John Hammond, La Défense 2001 (photo Jean Bakrim)

Date: 16 Juin 2001
De: Jocelyn Richez <jrichez@noos.fr>
(photos Jean Bakrim)

Hier soir, j'étais au festival de la défense. La soirée était présentée par Patrick Verbeke toujours très à l'aise pour ce genre de mission. Le temps était incertain mais le public était néanmoins nombreux, certes, le fait que ce soit gratuit doit y être pour quelque chose. Personnellement, le décor du parvis de la défense avec toutes ses tours me parait assez sympa pour ce festival, rappelant un peu le décor du loop à Chicago, dont le festival se déroulait presque en même temps.

J'ai tout d'abord vu Ana Popovic, la chanteuse guitariste venue de Belgrade.
Elle est jeune et charmante et joue dans un registre blues rock souvent plus rock que blues. Elle m'a fait penser à Joanna Connor, physiquement et musicalement (car elle a joué aussi quelques morceaux en slide). Elle est installée aux Pays Bas et joue avec des musiciens hollandais déjà vu lors de tournées Crossraods (Percy Strother, Smokey Wilson...). Elle a assurément de la voix. C'est assez rare de voir une femme jouer dans ce registre de guitar hero ! Certes, j'ai déjà vu beaucoup mieux dans le style mais c'était pas mal pour chauffer le public avant John Hammond.

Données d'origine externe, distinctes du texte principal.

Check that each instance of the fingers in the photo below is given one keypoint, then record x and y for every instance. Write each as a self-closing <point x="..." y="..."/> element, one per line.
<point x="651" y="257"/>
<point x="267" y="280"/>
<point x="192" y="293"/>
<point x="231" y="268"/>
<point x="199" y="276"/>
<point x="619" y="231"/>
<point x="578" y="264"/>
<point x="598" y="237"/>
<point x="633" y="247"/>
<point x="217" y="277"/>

John Hammond (photo Jean Bakrim) John Hammond, je l'avais vu plusieurs fois notamment au New Morning, et invariablement, il jouait pratiquement toujours les même morceaux, seul à la guitare acoustique ou à la national (la seule exception étant le concert du Hot Brass avec Duke Robillard et Al Copley où il avait fait un set électrique). Cette fois, changement complet, c'est bien en groupe et à la guitare électrique qu'il allait jouer.
Compte tenu de la qualité de ses concerts précédents et de la critique élogieuse de son dernier CD (le pied dans soul bag dont il fait la couverture), c'est avec beaucoup d'enthousiasme que je me suis présenté devant cette scène située à moins de 50 m de mon bureau !
Ca se présentait vraiment bien car comme l'avait annoncé P.Verbeke, il était accompagné par le "gratin", Steven Hodges à la batterie et Larry Taylor à la contrebasse, une section rythmique bien connue des amateurs de blues west coast. John Hammond est apparu un peu fatigué et boitant légèrement mais apparemment ravi d'être à Paris. D'ailleurs, il parle de mieux en mieux notre langue. Il a pour habitude de présenter les morceaux qu'il joue et a fait de gros efforts pour parler le maximum en français. Le concert a duré une bonne heure et demi et il n'a joué que du Tom Waits (ou presque), bref, pour une fois il nous l'a joué "promo du dernier cd" ce qui n'est pas dans ses habitudes. Ne connaissant pas le CD, j'ai découvert les morceaux et leur interprétation sur place. Il a je pense, joué à peu près tout le cd (Clap hands, murder in the red barn, heart attack and vine etc...) et même quelques morceaux (de Tom Waits) qui n'y figurent pas. Au final, je n'ai pas trop accoché aux morceaux de Tom Waits, à cette musique essentiellement rythmique, aux ambiances très sombres et pesantes. Certains morceaux m'ont paru un peu longs et répétitifs. J'ai même espéré, voyant derrière lui une guitare acoustique et une national qu'il jouerait quelques morceaux de son répertoire habituel mais il ne l'a pas fait.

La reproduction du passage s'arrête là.